After the last mourners had gone Jess and Beth had separately retreated into their bedrooms. Lizzie had given Sock his bath and put him to sleep on the living-room sofa. No one went into Danny’s room.

Ian sat down at the table and drank his whisky. He couldn’t think of anything else to say to James.

They had met a handful of times at the end of the awkward period before Ian went to Australia with Michelle. James was naturally defensive of Jess; Ian assumed that Lizzie had spared her new boyfriend none of the details about Jess’s husband’s misbehaviour, but he had felt too embattled to bother trying to justify himself. Moreover, Ian never felt quite at ease with men who were more successful than himself, and he knew that James headed his own accountancy firm. He also knew that when he had married Lizzie James had bought her a substantial Victorian house in a prosperous village surrounded by rare unspoilt countryside. Ian hadn’t seen the house but he imagined a cedarwood conservatory, a quarry-tiled kitchen and acres of pale sculpted carpets. His own home, Jess’s home now, seemed to reproach him with its relative shabbiness.

To his relief, he heard Lizzie emerge from the bathroom upstairs. She crossed the landing and tapped gently on Jess’s door.

‘They’ll be down in a minute.’

James nodded. ‘This is ready now.’

The three women came downstairs together.

‘He’s gone off properly at last,’ Lizzie explained, about Sock. ‘I thought he wasn’t going to.’

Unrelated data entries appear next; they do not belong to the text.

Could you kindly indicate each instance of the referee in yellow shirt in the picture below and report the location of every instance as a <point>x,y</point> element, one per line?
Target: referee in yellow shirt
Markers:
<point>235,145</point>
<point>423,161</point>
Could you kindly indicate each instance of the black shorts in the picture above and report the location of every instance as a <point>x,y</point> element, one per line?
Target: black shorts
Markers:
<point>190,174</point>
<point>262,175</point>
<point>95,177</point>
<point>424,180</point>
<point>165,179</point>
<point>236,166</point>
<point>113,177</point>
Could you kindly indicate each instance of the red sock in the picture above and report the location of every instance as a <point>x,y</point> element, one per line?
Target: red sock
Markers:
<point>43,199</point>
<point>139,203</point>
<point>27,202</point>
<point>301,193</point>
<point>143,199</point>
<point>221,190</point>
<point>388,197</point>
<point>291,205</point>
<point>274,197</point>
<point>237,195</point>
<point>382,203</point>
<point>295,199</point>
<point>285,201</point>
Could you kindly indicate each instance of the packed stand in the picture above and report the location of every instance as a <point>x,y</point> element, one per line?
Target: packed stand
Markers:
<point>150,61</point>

‘Have a drink.’ Ian picked up the uncapped Scotch bottle and poured a measure.

‘Thanks.’

‘Beth?’

‘Give Mum one.’

Jess leaned against the dresser, obediently nursing the glass he put into her hand. Lizzie put a set of dishes to warm and Beth scraped potato peelings into the pedal bin. They were each of them occupying themselves with the tasks to hand, in order to contain the mess of grief. Realising this brought the sudden tears to Jess’s eyes. She pressed the back of her hand into her face.

‘Sit down, darling. Here, come on.’

Lizzie guided her to a chair. In the folds of her clothes as they held each other Jess smelled cigarette smoke. Lizzie had succumbed.

‘Thanks,’ Jess murmured. She saw Beth’s white face and shadowed eyes, and the way Ian’s thin hair had crept back from his forehead. They had loved Danny too; how could they not have done?

She said, ‘Thank you for being here tonight.’

‘Where else would we be?’

Lizzie’s jacket was broad stripes of scarlet and black satin, like a winter deckchair. She had worn it that afternoon at the funeral, with a black fedora hat pulled down to shield her eyes. A costume.

‘I can’t wear black for him,’ she had whispered to Jess. ‘As if he was old.’